Review: Red, White and Royal Blue by Casey McQuiston

We here in the US have a sort of conflicted relationship to royalty. We are fascinated by them but we are also proud of our successful rebellion against them. We are definitely conflicted. As is one of the main characters (at least to start with) in Casey McQuiston's charming new romance novel, Red, White and Royal Blue.

Alex Clairmont-Diaz has his life trajectory pretty well planned out. His mother is the President of the United States. His father is a Congressman. He is a political science student who has his own political aspirations and is thrilled to be helping out on his mother's reelection campaign until he can launch his own campaign in a few years. When Prince Philip, the Queen of England's oldest grandson gets married, Alex and his sister June attend the wedding. Normally this wouldn't be any more than a blip in his life but Alex intensely dislikes Philip's younger brother Henry and everything in left-leaning Alex rebels against royal privilege and the spectacle of this royal wedding. Then Alex gets a little drunk and he and the handsome but bland Henry start bickering, ending only when the two of them inadvertently crash into the wedding cake. In order to combat the subsequent bad press and rumors of Alex and Henry's deep dislike of each other, the two are ordered to spend time together and fake a friendship. As Alex gets to know Henry, he discovers that there's a lot more to the proper, buttoned-up prince than he thought and they become true friends. And then they become more. But they have to hide their relationship from a homophobic world that won't accept a gay prince or a bisexual first son.
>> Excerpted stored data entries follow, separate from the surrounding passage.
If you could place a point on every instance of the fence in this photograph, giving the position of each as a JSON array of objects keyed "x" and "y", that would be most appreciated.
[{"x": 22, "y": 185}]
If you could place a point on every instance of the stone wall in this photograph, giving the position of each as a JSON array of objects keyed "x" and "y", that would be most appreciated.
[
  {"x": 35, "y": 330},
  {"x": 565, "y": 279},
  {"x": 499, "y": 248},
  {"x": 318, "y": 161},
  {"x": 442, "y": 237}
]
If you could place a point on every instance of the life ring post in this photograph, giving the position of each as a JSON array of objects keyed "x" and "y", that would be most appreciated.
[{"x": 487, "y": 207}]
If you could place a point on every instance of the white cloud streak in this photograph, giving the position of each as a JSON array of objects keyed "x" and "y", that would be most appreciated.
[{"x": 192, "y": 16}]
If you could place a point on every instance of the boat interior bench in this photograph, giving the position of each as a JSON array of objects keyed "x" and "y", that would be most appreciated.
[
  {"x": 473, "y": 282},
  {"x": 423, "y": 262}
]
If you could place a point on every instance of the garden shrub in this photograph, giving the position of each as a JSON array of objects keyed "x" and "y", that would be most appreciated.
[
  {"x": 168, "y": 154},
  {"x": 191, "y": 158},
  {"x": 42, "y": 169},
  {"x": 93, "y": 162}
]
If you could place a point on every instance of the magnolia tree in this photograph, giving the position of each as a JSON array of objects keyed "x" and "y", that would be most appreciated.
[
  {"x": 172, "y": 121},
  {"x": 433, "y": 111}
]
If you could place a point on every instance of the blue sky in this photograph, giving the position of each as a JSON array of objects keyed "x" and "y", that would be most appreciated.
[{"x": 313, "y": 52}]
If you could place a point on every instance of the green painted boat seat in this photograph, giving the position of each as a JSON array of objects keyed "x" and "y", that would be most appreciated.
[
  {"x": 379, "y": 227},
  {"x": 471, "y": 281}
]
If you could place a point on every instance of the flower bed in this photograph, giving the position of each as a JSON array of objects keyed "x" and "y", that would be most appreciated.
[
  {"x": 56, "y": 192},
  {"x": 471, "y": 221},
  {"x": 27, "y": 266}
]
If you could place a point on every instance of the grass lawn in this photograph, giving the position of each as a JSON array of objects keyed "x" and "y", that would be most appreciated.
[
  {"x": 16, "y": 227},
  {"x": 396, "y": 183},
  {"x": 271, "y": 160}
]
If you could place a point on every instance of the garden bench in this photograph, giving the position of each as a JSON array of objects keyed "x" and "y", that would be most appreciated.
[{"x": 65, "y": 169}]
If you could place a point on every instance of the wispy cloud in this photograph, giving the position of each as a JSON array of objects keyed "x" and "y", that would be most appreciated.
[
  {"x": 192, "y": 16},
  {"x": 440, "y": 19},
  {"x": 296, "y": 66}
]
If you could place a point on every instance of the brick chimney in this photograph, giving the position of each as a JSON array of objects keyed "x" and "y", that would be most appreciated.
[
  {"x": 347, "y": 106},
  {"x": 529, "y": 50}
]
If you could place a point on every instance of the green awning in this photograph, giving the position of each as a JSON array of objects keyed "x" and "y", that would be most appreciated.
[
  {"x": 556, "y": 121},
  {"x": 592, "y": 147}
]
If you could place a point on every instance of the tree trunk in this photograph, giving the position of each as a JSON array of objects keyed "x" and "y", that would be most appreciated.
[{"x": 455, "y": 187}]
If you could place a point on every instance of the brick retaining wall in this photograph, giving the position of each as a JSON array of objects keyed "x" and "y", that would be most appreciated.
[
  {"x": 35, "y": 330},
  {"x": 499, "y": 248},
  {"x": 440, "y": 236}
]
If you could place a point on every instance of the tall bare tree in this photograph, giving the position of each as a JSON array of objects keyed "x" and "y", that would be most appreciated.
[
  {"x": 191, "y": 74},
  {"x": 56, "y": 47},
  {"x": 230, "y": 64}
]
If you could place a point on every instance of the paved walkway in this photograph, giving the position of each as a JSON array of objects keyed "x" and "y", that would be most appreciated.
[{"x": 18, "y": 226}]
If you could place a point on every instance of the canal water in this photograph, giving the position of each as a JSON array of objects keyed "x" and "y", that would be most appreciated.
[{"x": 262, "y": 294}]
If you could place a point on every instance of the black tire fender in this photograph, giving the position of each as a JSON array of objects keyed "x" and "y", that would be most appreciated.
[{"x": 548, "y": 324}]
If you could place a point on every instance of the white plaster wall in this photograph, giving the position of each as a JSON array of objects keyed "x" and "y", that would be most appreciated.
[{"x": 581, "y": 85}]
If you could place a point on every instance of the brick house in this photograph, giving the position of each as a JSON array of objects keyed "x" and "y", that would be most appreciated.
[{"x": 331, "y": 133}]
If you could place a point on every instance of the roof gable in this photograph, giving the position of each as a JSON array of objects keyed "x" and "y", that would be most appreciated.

This modern day romance is a complete delight. Not only do Alex and Henry move from enemies to lovers but Alex must first recognize and accept who he is. Both of them have to decide whether they want to conform to what the world wants of them or if they will be true to themselves. Their growing relationship, presented through texts and emails is sweet and tender but also snarky and hilarious and filled with witty banter and honest expressions of love and struggle. The outside world also presents an obstacle to their love story. Alex doesn't want his sexuality to cost his mother reelection, especially since his biracial identity (his father is Mexican-American and his mother is white) has already been an issue in the past, and Henry is weighted with the centuries long traditions and expectations of royalty. Their respective obligations to their families are enormous but the intrusive and scandal-hungry press is also a deterrent. Alex is occasionally frustratingly immature but both he and Henry are so beautifully human and sympathetic as characters. The secondary characters here are as funny and as endearing as Alex and Henry are. There is a cuteness and lightness to the story that belies some heavy issues (homophobia, sacrifice, love, and being true to oneself to name a few) and the story ends up wonderfully, achingly hopeful. If you can read this and not finish wanting to be these men's friend, I just don't know about you. McQuiston has written an enchanting romantic comedy that will have you reading with a smile on your face and I'd enthusiastically recommend this to all contemporary romance readers.